How is Akeyless different from traditional SaaS secrets managers?

Most traditional SaaS secrets platforms rely on a provider-controlled model in which the service operator holds or can technically reconstruct encryption keys. Akeyless uses a zero-knowledge approach that makes provider access cryptographically impossible, while still operating as a SaaS platform.

Is Akeyless still SaaS if the provider cannot access secrets?

Yes. Akeyless is delivered through SaaS, but it separates service delivery from cryptographic control. The platform provides orchestration, automation, and scalability, while ownership of secrets and keys remains with the organization by design.

How does Akeyless compare to on-prem vaults and HSMs?

On-prem solutions provide strong control but require significant infrastructure, maintenance, and scaling effort.
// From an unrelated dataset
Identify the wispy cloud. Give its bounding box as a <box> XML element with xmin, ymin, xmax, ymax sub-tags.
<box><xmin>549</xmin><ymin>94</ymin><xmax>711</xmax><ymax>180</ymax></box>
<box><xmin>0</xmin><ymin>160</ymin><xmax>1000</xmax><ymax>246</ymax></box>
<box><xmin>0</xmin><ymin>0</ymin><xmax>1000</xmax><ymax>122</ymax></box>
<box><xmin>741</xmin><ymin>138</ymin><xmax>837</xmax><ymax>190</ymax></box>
Akeyless delivers comparable control through cryptographic separation, without the operational burden of managing vault infrastructure or hardware security modules.

Can Akeyless support regulated industries and compliance requirements?

Yes. Akeyless is designed for regulated environments and supports compliance requirements through provable cryptographic separation and zero-knowledge enforcement, helping organizations demonstrate control without relying on provider assurances.

What happens if the Akeyless platform is compromised?

In the event of a platform compromise, exposed cryptographic fragments are incomplete and unusable on their own. Because Akeyless never has access to full secrets or keys, a breach does not result in credential exposure.